Here's what I want: I want a list of things that collapse, things from from science, medicine, and technology that no longer make any sense or are not possible when you jettison ideas like radiometric dating and natural selection. I want to know how those things are blackboxed into the everyday world of creationists. I want to make an argument like this: the same principles that x-ray your teeth, attack your cancer, fly your plains, and understand the solar system are based on the very ideas that they reject. I want to say: If you fly in an airplane, you can't be a creationist.
I'm now far afield, but you can see how visiting this museum has really colored my reading of other galleries.
So, back to the point. The general process approach in this exhibit was used used to talk about how science can determine the age of the mummy. Like all questions, this one makes us care, here about process. In a sense, then, we walk thorugh this gallery with the expectation that we'll get an answer at the end. So, how does it end?
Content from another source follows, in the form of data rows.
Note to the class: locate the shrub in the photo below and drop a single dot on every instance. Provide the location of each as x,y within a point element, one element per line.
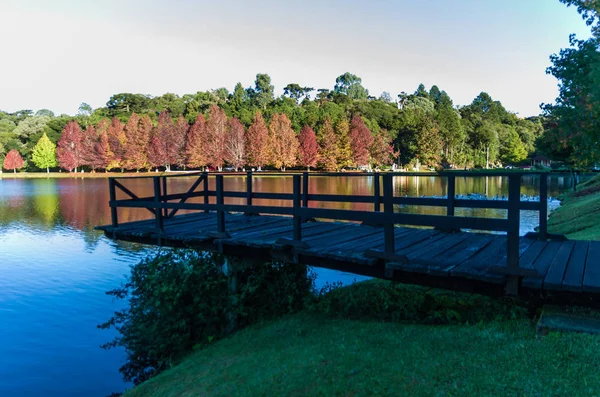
<point>180,300</point>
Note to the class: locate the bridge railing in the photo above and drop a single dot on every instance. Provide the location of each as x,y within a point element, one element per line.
<point>163,205</point>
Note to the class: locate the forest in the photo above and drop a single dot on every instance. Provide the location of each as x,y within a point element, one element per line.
<point>341,128</point>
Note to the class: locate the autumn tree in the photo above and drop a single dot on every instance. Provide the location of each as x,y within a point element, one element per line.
<point>381,149</point>
<point>283,143</point>
<point>116,142</point>
<point>361,140</point>
<point>308,148</point>
<point>177,147</point>
<point>344,150</point>
<point>235,153</point>
<point>257,150</point>
<point>103,155</point>
<point>13,161</point>
<point>89,138</point>
<point>328,147</point>
<point>160,151</point>
<point>68,150</point>
<point>195,149</point>
<point>216,131</point>
<point>44,153</point>
<point>136,144</point>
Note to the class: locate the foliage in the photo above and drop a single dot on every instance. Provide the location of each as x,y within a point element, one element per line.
<point>181,300</point>
<point>68,150</point>
<point>235,153</point>
<point>308,148</point>
<point>361,140</point>
<point>44,154</point>
<point>13,161</point>
<point>282,142</point>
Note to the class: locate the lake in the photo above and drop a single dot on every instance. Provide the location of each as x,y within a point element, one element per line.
<point>55,269</point>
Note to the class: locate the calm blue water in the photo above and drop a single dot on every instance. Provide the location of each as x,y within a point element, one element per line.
<point>54,271</point>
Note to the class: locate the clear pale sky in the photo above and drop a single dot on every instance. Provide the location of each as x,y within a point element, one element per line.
<point>59,53</point>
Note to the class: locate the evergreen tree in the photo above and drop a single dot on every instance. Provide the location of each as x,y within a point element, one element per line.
<point>44,154</point>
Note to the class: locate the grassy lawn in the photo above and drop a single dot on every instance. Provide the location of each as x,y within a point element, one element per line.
<point>307,354</point>
<point>579,215</point>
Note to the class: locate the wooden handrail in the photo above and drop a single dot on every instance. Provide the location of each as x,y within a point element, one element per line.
<point>162,205</point>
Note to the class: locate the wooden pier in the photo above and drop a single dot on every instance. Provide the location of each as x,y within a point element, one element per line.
<point>380,243</point>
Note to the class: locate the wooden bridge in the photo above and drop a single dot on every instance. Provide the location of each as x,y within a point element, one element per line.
<point>380,243</point>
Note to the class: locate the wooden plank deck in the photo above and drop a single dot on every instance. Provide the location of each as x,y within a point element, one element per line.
<point>461,261</point>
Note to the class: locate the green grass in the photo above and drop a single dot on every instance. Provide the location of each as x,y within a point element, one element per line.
<point>308,354</point>
<point>579,215</point>
<point>35,175</point>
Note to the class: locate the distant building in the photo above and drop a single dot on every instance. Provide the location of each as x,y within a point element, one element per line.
<point>541,161</point>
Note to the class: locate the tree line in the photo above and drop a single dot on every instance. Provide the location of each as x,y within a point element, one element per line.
<point>337,129</point>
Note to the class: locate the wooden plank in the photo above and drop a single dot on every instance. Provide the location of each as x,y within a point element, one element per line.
<point>472,244</point>
<point>556,271</point>
<point>591,279</point>
<point>541,264</point>
<point>477,266</point>
<point>573,280</point>
<point>530,255</point>
<point>425,253</point>
<point>428,243</point>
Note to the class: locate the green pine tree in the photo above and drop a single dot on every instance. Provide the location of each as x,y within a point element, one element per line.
<point>44,153</point>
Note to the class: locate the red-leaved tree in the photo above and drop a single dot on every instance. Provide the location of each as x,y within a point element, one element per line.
<point>13,161</point>
<point>308,148</point>
<point>195,146</point>
<point>382,150</point>
<point>102,153</point>
<point>257,137</point>
<point>361,140</point>
<point>177,147</point>
<point>328,150</point>
<point>160,151</point>
<point>283,143</point>
<point>89,138</point>
<point>235,153</point>
<point>116,143</point>
<point>68,148</point>
<point>216,131</point>
<point>136,143</point>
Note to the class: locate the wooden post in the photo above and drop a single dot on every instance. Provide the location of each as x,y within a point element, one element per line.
<point>514,204</point>
<point>164,193</point>
<point>388,208</point>
<point>249,189</point>
<point>220,201</point>
<point>296,205</point>
<point>158,213</point>
<point>305,189</point>
<point>206,190</point>
<point>451,193</point>
<point>377,192</point>
<point>113,196</point>
<point>543,229</point>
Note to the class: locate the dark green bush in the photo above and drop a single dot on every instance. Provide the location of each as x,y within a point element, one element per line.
<point>389,301</point>
<point>180,300</point>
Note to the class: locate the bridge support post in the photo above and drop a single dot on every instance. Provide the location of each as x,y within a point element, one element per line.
<point>388,208</point>
<point>205,186</point>
<point>514,213</point>
<point>296,205</point>
<point>113,210</point>
<point>377,192</point>
<point>543,228</point>
<point>220,202</point>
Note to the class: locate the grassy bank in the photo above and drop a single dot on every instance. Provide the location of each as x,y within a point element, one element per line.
<point>37,175</point>
<point>308,354</point>
<point>579,215</point>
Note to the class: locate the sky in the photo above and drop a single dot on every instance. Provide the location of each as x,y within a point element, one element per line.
<point>57,54</point>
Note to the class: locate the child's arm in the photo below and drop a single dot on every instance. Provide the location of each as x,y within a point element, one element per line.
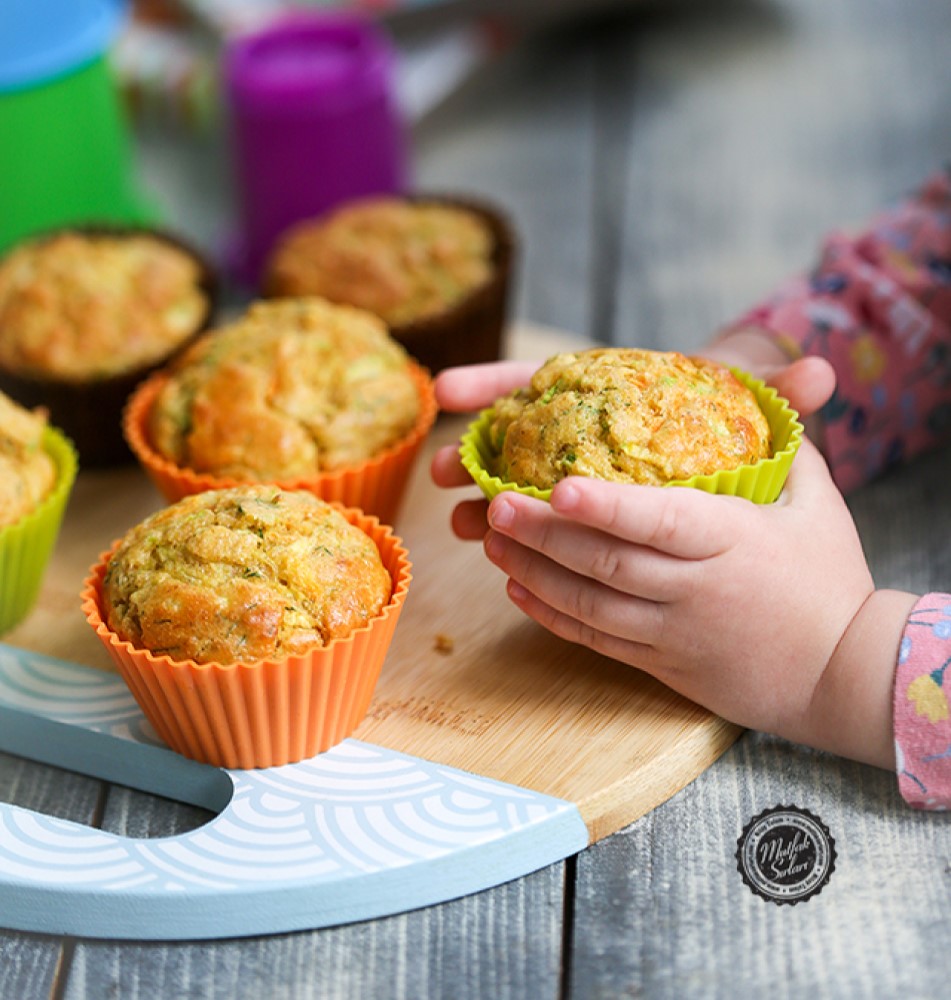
<point>767,615</point>
<point>878,307</point>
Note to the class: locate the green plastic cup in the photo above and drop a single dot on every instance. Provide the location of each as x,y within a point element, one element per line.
<point>66,155</point>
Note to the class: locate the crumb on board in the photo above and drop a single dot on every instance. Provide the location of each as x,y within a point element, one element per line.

After all this talk of methods and research and evidence and the real mummy itself, the final panel is titled: How old is Umi's Mummy? Our Hypothesis.
When I encountered this panel, even I laughed: after all that, all we get is a crummy hypothesis? But there's more! We also get a description of the scientific method.
The panel begins:
The scientific method is how scientists conduct their research. The first step is observation, which leads to the development of a hypothesis. The hypothesis has no validity as an explanation, but is important in designing experiments. The best experiments are conducted to disprove the hypothesis. However, if repeated experimentation supports the hypothesis, the hypothesis is accepted and is then called a theory.
A bit basic for my tastes, but better than nothing, and it's rarely so well explained. The final bit of the exhibit is also fascinating for what it says about process and knowledge.
Drum roll please... The radiocarbon age of Umi's mummy is 80-210 CE (AD) or 1,740 to 1870 years old. This is at least partially within our hypothesized data range. The 130 year carbon range actually represents one standard deviation (or variation from the mean) with a 68% probability that the actual dates would fall within that range. At two standard deviations, the range increases to 60-240 CE (AD), but the probability of the actual date falling within this range is now 95%.
Not exactly scientific certainty. Definitely based on some assumptions. But can we live with this? I imagine a creationist in this exhibit would be completely flummoxed.